STATEMENT OF THE HYPOTHESIS
The hypothesis which are to be tested:
  1. ALTERNATIVE HYPOTHESIS (HI): The impact of inflation has no significant relationship with the profitability of a bank.
  2. Null HYPOTHESIS (HO): Loan repayment is a good indicator of profitability and bank gross lending.

ALTERNATIVE HYPOTHESIS (Hi) Loan repayment is not a good indicator of profitability and banking gross earnings.

The Null hypothesis state that there is no direct relationship between the two variables. The alternative hypothesis state that individual explanatory variable must be significantly high before it can be sufficiently accept.

RESEARCH METHODOLOGY
The research of data are mainly primary and secondary sources and this depends on first bank of Nigeria plc. Annual report and its statement of account for the period of 2000-2004, as we have the yearly circular of monetary policy and credit guidelines policy.
The examination of various literatures will be considered to test for validity and reliability.
The statically technique for data analysis will also be employed
SCOPE AND LIMITATION OF THE STUDY
the scope of this study covers the basic activities in the financial system targeting the finance department, we need to bring into focus the general banking cash inflow and outflow, viewing the loan disbursement and repayment and the scope of limitation as it affect the banking system.

The study will cover the following;
  • Loan granting
  • Interest evaluation
  • Inflation percentage
  • Loan repayment
  • CBN regulation on loan
  • And inflation
  • Banks regulation and review.

Data collection will be basically on primary and secondary interview and bank financial annual report
The limitation of the study covers the first bank of Nigeria. All financial activities and banks policies will be make use as in carryout the research .

DEFINITION OF TERMS
INFLATION: according to S.I Fashoro, say inflation is generally: defined s increase in the level of price sustained over a long period of time” it is a situation where increasing supply of money is not matched by the supply of goods and series”

INVESTMENT DECISION: investment is a decision to allocation capital (money) or commitment of fund to a project with the motive of expecting series of benefits in future. It can be defined as the use of money capital for the acquisition of capital goods i.e. creation of wealth by converting liquid resource.
LENDING: Bank lending can be refers to as process in which licensed financial intermediaries carryout there activities by taking money in form of deposit from the credit surplus unit (CSUs) and given it inform of loan to the credit deficit units (CDUs) changing interest and other bank charges.

BANKS: Banking business is defined as the business of receiving deposit on current account, savings account and time fixed account and here other valuable goods is being kept.

DLONA REPAYMENT: This formed the primary security of a banker.
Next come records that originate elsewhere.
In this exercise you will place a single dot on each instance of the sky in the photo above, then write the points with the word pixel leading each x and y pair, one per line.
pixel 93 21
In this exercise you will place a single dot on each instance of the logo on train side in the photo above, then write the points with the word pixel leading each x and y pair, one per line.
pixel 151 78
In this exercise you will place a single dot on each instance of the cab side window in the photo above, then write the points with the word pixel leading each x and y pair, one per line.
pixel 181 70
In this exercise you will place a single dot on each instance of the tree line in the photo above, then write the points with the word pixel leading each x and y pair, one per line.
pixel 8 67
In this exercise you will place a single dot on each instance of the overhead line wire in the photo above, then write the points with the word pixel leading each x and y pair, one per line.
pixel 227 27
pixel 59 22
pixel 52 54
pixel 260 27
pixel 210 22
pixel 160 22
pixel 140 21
The ability of a borrower to repay the loan within the agreed period the principal and interest are up to date in accordance with the agreed repayment terms.

REFERENCES
1. Fashoro S.I (1996) Advanced Economic Banambol limited
2. Okunnu M.A (1999) Monetary Economics, Edal Nig. Plc
3. Odufuye M. B. (1998) Securities for bank lending, Kenadeb publishers
4. Omolumo M. I.(1993) Practices of the bank Management, Lagos Omomlumo consult
5. Pandy F. (1991) Business and corporate Finance, bosto allyn and bacon incorporation
6. Hill M. (1987) Management accounting RMC ALLEN PUBLISHED.